Flashing back with the final three couples. Kendra had to shake her ass because it was Len’s birthday. Of course! He’d never be happy with a nice Hallmark card or a hug when he could get spangles and plastic boobs waved in his face. Chris feels like he let down Bruno and Carrie Ann. Karina is so, so, so sorry about falling. I really hope Ralph doesn’t go home because I’m afraid Karina will kill herself.
The next couple safe is… Kendra and Louis. Meh.
The couple going home is… Chris Jericho & Cheryl Burke.

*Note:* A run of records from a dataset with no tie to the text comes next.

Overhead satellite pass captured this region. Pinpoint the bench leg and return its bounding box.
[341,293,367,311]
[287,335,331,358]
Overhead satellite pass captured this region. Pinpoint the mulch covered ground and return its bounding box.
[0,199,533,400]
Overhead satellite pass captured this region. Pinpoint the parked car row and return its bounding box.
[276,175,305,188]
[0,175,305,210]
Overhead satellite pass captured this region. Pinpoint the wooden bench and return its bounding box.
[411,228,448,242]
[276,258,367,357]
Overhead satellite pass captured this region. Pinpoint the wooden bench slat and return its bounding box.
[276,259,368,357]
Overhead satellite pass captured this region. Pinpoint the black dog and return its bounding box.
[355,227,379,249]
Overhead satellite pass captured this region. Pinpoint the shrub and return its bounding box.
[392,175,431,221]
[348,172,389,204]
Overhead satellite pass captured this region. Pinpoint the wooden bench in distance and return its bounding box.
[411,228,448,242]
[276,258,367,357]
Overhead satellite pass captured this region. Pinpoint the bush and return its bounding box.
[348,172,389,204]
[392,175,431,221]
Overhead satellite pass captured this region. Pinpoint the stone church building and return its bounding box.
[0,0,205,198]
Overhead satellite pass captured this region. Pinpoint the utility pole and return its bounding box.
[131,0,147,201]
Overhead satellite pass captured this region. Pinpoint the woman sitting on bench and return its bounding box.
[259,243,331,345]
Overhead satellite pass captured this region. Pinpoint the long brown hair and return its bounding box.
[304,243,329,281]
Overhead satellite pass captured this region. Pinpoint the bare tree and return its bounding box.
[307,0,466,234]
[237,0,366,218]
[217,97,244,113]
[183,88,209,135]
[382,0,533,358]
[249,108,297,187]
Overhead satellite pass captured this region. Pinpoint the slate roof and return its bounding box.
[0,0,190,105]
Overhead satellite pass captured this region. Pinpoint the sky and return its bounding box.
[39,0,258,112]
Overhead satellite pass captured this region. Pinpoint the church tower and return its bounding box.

Chris is relieved, as he has to go to the royal wedding. Ha, ha. Nice to see he’s written a little something for the moment. He hasn’t seen his kids in four weeks. It’s time for Chris Jericho the dancer to step aside so Chris Jericho the daddy can come back. Aw, that’s so sweet I gagged a little. But really, Chris seemed like a nice guy who may have lost his neck to an illicit substance at some point, so we wish him well. But Kendra and Ralph better start bringing their A games next week (or Ralph should at least leave his silly cape/coat costumes at home). This is getting tough.
Do you think Chris deserved to go home? Who do you think is the most likely to win? Do you think Kendra is really a dark horse or is Bruno off his nut?